Stricter laws around payment delays/defaults

Payment delays/defaults in the real estate sector have become a norm impacting the working capital cycles. While Insolvency and Bankruptcy Code, 2016 (IBC) is a significant reform to take legal action against defaulting customers, enforcement is still lengthy, complicated and costly. Also, post-COVID-19, any action under IBC for new defaults has been held in abeyance which has complicated the recovery process. The industry looks forward to additional steps to enforce payment disciplines and restore the lost momentum and businesses.

Amendment to Section 80IBA

At present, the benefit of Section 80IBA, i.e. affordable housing is available only to those housing projects which comply with the following conditions: 

a. The project is approved after June 1, 2016, and before March 31, 2020

b. The project consists of units measuring up to 60 sq m in metro cities and 90 sq m in non-metro cities and the cost of these tenements shall not exceed Rs 45 lakh. 

However, developers urge that these benefits shall be available to projects approved between June 2016 and December 2022 to coincide with PM’s ‘Housing for All by 2022’ scheme.

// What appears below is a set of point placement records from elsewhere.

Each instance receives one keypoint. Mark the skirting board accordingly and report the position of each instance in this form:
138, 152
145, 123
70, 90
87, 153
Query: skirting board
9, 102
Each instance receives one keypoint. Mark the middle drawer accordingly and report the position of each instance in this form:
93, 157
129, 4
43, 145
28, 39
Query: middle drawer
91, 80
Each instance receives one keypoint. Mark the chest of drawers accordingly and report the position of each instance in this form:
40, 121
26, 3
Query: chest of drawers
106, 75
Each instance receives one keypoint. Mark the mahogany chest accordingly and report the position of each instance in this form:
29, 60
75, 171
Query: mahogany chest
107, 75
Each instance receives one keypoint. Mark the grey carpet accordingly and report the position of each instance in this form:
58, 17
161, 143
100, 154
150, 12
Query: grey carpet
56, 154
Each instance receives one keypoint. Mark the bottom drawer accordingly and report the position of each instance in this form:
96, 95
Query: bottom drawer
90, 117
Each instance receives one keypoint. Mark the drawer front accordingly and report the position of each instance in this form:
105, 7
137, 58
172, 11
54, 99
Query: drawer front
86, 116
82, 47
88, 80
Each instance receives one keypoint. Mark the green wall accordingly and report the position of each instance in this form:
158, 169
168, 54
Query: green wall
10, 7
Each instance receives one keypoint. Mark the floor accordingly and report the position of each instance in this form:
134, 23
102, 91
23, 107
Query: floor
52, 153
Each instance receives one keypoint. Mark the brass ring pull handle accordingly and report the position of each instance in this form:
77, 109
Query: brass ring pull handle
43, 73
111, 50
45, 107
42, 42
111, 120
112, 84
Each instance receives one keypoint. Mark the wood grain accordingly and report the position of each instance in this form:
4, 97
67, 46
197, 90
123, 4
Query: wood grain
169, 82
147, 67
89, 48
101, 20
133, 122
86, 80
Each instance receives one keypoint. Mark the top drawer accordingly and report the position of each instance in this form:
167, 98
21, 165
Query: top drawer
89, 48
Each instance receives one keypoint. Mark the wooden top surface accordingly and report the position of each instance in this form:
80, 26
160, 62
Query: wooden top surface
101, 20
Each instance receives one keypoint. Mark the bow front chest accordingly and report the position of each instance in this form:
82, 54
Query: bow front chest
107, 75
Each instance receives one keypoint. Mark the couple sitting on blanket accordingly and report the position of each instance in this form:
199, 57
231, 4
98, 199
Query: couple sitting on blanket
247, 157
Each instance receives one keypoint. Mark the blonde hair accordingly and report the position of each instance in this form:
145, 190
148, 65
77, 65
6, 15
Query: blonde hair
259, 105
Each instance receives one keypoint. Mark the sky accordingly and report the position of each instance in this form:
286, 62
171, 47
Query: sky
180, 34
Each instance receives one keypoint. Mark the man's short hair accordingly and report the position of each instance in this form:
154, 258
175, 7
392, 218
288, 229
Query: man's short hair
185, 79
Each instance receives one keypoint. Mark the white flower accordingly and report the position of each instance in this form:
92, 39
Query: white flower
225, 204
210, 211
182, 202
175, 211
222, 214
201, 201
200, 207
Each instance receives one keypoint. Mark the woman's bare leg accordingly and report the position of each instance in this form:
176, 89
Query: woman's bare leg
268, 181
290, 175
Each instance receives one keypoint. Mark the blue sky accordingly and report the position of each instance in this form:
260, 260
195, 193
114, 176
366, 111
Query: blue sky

Also, the cost limit of affordable units should be increased from Rs 45 lakh, since it is challenging to build an apartment within this budget in metro cities where land values are excessive. 

Infrastructure status

While the grant of infrastructure status to the affordable housing segment two years ago has been a big push, the industry expects the Government to extend this benefit to the entire real estate sector. This would mean reduced borrowing rates and increased inflow of foreign and private capital. Moreover, developers believe that there could not be a more suitable time to accord industry status as the sector is aggrieved with numerous challenges. Precisely, it would be a profound measure to help the perturbed realtors and resuscitate the ailing industry.

Single window clearance 

The residential sector is heading for consolidation in favour of leading developers, who are expected to mend customer confidence by assuring timely project deliveries. Hence, the Government must consider replacing the long, tardy and sluggish project approval mechanism with a single-window clearance. This will be a significant move towards eliminating the biggest problem in the real estate sector, i.e. project delays and will go a long way in improving the housing demand, shares, Santosh Agarwal CFO and Executive Director, AlphaCorp.

Additionally, new and innovative ways of infusing funds are vital, especially for capital intensive projects, such as township developments, business parks and massive infrastructure projects. However, given the increasing fiscal deficit, it remains to see what will find its way to minister’s draft and what all will go unheard again.